The secret to better cancer care could already be on your wrist
MedicalXpress Breaking News-and-Events Nov 02, 2023
Your smartwatch could be the key to better, more personalized cancer care, UVA Cancer Center researchers suggest. A team of UVA Health researchers has demonstrated the potential of wearable and mobile devices such as smartwatches and smartphones to help doctors tailor treatments to the needs of individual patients. The scientists found that they could use wearable devices to predict patients' levels of cortisol, the insomnia and stress hormone.
Results from their laboratory experiments suggest that patients with pancreatic cancer who have high cortisol levels from disrupted sleep will experience faster growth of their tumors; that suggests that doctors could leverage this information from patients' mobile devices to help at-risk patients keep their cortisol levels down and, in turn, slow their tumor growth.
While the work is still in the early stages, the UVA scientists say their efforts demonstrate the tremendous potential of "mobile sensing" for improving and individualizing cancer care. As so, they have charted out an ambitious plan that would bring together experts in many different areas—from psychology to engineering/data science to oncology—to capitalize on the untapped possibilities of devices that most of us already carry in our pockets or wear on our wrists.
"Our vision is that this could one day lead to individualized cancer treatment that is tailored to the behavioral health profile of the individual patient," said researcher Philip I. Chow, Ph.D., of the University of Virginia School of Medicine's Department of Psychiatry and Neurobehavioral Sciences and UVA's Center for Behavioral Health and Technology.
"We know that patients are diverse in terms of their mental and physical health. Things like insomnia and distress could be important factors in how quickly a patient's tumor grows and how resistant it is to cancer treatments. We're trying to advance a more precise model of care that takes into account a patient's health profile when making decisions about their cancer treatment in order to improve outcomes. It's a bit outside-the-box thinking, and to our knowledge nobody else is doing it."
Tapping tech to improve cancer care
In a new scientific paper, Chow and his collaborators, including UVA's Dan Gioeli, Ph.D., a cancer biologist and co-principal investigator on the research, argue there is "strong but unrealized potential to harness people's mobile sensing data to improve our understanding of their cellular and biologically based diseases." This, they say, has been made possible by recent breakthroughs in our ability to model cancer tumors.
Data about patients' hormones from wearable and mobile devices could be fed into such systems so that doctors could have unprecedented insights into an individual patient's disease and cancer progression, the researchers say.
By using a system that models how tumor cells grow (called the tumor microenvironment system, or TMES), the UVA team revealed that pancreatic cancer cells grew much faster in people with high cortisol from disrupted sleep. But there are many other potential applications of the technology, from understanding how patients' behaviors affect their cancers to benefiting fundamental cancer research, the researchers say.

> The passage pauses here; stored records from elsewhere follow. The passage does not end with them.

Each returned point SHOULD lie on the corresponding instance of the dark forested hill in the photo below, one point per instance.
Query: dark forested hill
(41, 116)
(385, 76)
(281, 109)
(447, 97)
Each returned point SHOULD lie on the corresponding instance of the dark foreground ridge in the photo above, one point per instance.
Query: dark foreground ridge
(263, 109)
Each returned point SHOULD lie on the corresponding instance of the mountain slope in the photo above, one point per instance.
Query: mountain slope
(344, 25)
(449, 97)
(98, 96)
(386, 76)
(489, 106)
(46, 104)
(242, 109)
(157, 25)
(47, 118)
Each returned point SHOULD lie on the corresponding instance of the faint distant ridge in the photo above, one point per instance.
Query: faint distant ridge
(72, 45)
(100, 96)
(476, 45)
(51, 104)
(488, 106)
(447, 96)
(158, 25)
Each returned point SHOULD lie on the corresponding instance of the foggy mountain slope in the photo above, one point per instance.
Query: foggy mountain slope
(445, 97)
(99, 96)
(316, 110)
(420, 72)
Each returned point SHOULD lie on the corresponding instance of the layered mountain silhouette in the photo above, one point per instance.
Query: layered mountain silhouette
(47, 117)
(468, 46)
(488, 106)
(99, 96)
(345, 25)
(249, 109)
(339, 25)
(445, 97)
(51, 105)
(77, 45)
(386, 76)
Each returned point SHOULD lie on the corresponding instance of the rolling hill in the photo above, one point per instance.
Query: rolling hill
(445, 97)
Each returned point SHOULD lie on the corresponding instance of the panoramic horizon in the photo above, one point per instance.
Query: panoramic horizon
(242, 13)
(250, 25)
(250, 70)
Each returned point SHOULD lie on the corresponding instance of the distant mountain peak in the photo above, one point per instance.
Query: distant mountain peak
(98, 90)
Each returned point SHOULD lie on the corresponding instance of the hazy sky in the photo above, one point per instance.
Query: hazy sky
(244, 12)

"By bringing together different scientific disciplines, we can more effectively model cancer in the laboratory and then possibly learn, one, how a patient's cancer will respond to specific therapies and, two, how helping manage a patient's sleep or stress levels can impact that therapy," said Gioeli, of UVA's Department of Microbiology, Immunology and Cancer Biology. "It is incredibly exciting to be working on a team of scientists with such diverse expertise to do something unique and potentially impactful for patients."
The UVA researchers envision that one day soon patients might wear a smartwatch connected to an app on their phones that would securely transmit encrypted data to their health care providers. Artificial intelligence would estimate their hormone levels from their behavioral patterns, and those levels would be displayed in their electronic health records so that clinicians could leverage the information to make the best care decisions.
"Continuously monitoring patients' underlying hormone levels has immense potential for improving their care, given how impactful they are to cellular function and body systems," Chow said. "This work is the result of a collaboration across multiple disciplines, including mental and behavioral health, engineering, data science, medical oncology, surgical oncology and cancer biology. By combining our expertise, our aim is to advance cancer treatment that is more precise and tailored to the individual patient."
The researchers have described their plan in the journal Internet Interventions.